There is “euphoria” in Beltway circles, Steve Clemons reports, while properly expressing caution in his blog. For a thoughtful version of the euphoria, one can turn to Juan Cole’s website. Even the White House leaked its view that this was a “win” for President Obama in this morning’s Times. But the euphoria is premature, and carries a pro-intervention, anti-democratic bias. This was an American war waged in violation of the War Powers Act, even according to the administration’s key lawyers and most of the House of Representatives.

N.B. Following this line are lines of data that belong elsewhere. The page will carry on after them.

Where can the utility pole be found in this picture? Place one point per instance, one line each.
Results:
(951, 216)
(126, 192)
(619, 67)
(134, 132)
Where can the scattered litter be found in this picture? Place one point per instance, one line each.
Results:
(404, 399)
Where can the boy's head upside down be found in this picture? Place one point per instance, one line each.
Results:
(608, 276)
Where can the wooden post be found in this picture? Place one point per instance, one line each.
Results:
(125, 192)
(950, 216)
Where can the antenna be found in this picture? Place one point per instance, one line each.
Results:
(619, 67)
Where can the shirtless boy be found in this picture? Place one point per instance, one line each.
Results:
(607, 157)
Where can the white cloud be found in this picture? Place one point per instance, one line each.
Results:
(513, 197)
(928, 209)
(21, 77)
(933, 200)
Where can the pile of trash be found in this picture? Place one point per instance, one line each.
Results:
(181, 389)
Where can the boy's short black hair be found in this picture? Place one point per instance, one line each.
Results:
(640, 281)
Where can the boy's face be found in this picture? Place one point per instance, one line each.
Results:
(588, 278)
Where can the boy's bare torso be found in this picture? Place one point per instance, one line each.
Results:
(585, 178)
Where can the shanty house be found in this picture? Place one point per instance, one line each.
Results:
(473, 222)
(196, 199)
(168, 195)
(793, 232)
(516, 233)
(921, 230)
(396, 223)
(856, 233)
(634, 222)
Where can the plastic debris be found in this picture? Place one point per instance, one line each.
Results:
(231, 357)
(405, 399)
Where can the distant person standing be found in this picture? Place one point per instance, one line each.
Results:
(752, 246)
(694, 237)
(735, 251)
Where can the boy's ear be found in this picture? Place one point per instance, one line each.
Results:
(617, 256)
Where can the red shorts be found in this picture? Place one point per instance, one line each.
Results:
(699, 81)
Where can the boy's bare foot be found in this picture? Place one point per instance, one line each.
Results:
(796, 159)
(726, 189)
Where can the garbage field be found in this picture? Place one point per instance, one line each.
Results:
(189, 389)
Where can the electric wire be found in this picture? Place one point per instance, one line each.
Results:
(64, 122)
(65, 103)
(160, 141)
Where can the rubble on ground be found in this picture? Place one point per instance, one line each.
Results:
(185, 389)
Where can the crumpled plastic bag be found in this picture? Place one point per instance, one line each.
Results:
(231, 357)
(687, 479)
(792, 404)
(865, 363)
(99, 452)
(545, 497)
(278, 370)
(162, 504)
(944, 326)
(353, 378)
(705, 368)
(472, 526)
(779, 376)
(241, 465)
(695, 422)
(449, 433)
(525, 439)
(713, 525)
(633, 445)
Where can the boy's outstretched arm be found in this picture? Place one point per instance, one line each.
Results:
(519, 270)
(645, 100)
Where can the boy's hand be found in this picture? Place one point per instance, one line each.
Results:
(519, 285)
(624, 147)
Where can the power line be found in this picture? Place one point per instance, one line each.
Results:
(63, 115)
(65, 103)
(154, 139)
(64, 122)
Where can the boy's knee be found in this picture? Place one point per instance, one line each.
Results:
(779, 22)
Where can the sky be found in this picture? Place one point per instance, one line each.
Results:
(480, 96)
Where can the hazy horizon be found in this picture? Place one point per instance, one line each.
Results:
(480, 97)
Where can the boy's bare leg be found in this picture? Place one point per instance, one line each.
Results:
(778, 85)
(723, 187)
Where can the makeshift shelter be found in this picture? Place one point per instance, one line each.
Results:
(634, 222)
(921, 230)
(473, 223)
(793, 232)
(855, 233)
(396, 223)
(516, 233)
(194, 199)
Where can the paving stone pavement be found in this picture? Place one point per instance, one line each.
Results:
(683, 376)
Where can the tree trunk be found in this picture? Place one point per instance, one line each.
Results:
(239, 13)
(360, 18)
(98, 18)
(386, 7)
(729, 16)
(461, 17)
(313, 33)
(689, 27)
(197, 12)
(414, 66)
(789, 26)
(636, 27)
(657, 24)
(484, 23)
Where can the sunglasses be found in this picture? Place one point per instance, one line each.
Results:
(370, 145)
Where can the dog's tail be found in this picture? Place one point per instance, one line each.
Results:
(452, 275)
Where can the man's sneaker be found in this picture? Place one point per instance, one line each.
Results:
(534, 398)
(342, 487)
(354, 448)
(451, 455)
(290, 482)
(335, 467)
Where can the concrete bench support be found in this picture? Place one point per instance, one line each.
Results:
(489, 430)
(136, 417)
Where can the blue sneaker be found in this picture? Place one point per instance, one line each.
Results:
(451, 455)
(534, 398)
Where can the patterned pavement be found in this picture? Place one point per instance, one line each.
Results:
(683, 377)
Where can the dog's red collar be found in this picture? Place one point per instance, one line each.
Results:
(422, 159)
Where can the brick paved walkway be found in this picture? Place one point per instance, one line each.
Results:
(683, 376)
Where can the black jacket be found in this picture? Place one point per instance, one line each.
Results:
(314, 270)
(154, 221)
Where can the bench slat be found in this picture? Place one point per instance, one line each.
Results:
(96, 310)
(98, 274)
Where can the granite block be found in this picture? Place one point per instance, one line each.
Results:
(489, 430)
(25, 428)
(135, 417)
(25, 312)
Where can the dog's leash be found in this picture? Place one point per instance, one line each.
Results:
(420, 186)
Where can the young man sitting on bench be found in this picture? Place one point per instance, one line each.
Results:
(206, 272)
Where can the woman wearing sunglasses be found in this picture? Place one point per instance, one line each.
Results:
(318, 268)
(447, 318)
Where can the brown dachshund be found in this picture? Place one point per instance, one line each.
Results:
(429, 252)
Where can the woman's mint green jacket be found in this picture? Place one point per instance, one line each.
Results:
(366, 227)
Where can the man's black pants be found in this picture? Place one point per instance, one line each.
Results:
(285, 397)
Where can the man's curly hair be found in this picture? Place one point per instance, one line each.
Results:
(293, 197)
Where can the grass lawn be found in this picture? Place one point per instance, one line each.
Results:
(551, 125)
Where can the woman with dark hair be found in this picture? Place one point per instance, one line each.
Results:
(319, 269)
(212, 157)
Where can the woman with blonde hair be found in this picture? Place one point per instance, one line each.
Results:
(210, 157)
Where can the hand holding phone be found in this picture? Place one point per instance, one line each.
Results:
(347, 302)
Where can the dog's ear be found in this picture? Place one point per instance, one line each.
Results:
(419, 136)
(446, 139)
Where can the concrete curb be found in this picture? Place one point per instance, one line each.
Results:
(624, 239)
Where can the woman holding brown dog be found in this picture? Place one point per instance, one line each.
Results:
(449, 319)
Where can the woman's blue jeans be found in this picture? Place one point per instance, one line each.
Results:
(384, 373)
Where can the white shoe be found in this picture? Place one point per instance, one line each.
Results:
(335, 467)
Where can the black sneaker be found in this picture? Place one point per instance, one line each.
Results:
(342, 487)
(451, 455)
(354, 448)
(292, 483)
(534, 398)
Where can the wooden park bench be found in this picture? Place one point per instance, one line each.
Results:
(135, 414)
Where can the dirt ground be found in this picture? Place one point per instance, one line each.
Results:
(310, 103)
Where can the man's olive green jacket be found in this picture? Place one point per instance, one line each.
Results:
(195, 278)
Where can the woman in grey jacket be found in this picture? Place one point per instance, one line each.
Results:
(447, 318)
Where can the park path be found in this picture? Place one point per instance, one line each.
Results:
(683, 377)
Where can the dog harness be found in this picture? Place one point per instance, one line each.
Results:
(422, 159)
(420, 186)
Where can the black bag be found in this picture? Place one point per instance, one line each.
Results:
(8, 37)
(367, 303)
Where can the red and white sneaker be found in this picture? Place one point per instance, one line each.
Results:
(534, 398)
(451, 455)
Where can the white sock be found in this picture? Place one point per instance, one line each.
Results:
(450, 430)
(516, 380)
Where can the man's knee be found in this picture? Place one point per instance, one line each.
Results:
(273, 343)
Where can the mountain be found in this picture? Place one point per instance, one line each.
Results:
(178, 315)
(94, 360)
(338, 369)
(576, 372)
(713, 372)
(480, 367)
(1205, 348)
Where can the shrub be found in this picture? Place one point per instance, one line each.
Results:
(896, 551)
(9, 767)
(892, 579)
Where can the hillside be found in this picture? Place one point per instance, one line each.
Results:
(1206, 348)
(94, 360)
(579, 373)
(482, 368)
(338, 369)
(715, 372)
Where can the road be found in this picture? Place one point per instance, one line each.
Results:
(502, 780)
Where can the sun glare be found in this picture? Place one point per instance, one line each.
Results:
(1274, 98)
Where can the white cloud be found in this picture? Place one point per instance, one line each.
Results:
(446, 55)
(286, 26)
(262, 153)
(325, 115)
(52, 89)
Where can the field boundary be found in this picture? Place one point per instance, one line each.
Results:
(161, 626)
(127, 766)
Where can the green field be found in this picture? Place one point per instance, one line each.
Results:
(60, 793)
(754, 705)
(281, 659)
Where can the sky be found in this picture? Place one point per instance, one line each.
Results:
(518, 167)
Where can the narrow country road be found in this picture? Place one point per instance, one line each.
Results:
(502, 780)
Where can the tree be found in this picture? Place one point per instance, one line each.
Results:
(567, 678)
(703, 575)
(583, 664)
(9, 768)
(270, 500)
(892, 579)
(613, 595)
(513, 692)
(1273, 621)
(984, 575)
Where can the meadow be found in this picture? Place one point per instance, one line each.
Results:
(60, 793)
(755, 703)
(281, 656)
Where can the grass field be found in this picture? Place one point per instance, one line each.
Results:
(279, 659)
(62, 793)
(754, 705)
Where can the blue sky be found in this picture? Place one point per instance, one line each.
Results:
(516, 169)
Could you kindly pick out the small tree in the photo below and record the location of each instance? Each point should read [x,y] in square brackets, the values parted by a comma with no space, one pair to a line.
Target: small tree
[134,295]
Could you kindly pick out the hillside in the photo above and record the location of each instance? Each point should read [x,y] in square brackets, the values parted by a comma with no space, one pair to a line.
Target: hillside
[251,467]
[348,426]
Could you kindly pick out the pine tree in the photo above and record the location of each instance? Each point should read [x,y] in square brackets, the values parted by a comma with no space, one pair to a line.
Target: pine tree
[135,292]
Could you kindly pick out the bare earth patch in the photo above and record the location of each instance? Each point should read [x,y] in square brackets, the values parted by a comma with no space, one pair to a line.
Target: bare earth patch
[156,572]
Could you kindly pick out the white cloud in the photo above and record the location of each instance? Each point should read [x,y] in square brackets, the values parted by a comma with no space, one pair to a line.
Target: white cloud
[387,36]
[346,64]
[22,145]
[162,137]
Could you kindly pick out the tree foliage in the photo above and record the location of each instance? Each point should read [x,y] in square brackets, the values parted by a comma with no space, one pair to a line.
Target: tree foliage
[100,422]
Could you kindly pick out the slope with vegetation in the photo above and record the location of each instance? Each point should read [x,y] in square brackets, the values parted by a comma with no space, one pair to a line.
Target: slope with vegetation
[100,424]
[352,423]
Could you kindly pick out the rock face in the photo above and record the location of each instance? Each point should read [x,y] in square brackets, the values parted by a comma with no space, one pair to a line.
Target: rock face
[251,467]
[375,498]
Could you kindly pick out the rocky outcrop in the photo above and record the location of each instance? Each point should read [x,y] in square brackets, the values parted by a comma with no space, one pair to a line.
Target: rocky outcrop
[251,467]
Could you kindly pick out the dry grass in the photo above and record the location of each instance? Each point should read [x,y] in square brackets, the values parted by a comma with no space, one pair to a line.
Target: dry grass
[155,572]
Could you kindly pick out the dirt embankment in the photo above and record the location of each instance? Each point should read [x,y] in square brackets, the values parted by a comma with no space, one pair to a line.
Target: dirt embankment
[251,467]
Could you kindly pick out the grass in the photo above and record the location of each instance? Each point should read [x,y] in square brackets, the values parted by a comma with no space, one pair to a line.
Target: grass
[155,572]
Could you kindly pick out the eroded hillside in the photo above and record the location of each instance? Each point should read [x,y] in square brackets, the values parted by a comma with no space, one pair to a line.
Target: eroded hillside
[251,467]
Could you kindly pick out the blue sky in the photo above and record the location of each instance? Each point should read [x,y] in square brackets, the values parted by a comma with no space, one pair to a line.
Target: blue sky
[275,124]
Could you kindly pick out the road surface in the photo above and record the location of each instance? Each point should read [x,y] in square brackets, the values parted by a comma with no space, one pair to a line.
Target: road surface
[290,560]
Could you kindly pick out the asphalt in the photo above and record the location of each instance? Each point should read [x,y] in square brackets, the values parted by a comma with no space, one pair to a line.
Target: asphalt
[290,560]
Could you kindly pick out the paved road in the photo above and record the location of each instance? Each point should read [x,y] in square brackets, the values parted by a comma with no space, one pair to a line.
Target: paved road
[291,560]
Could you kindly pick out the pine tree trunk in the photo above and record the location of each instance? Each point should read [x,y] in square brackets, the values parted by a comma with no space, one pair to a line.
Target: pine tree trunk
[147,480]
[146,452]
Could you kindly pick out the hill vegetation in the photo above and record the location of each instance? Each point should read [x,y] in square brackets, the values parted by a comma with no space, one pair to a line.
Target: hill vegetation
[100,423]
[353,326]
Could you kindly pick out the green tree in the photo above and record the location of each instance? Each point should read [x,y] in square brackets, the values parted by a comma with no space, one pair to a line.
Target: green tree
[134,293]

No sane person can defend Col. Qaddafi. But according to the New York Times account today, the “moral clarity” of the original mission has been “muddled.” (Aug. 14) Violent splits have erupted within the anti-Qaddafi movement. Its top leaders come from the ranks of the Qaddafi regime: Qaddafi’s former development minister, his former minister of justice, and his former interior minister, at least until that person was killed by other rebel leaders not long ago. A brittle coalition indeed, fueled by hatred of Qaddafi’s repression, glued together by Western funding and protected by several thousand Western air strikes.
If and when order is established, the questions should be whether Western military intervention was justified against a former colony, and whether NATO powers will establish a neo-colonial regime running a pro-Western oil supplier. It is possible too that Egypt, Tunisia, South Africa and Turkey will demand and diplomatically foster a more independent Libya. In the meantime, the prospects for civil war, bloody tribal conflict or insurgency are very real. De facto geographic partition may occur if power-sharing arrangements cannot be imposed. According to the respected national security website Stratfor:
‘It is possible that the most highly trained Libyan soldiers in Tripoli have retreated to entrenched urban positions from which they plan to conduct an urban insurgency. Were this to happen, it would be very difficult for NTC forces to pacify them, as the Gadhafi forces have access to large amounts of heavy weaponry and know the city’s terrain…[or] rather than an Iraqi-style insurgency, perhaps a bigger concern is that the situation in Libya could become similar to those seen after the overthrow of the regimes in Somalia in 1991 and Afghanistan in 1992. In those cases, the factions that took down the incumbent governments began fighting with one another — and some of the remnants of the former regimes — in a free-for-all battle for control after failing to agree on a power-sharing formula.”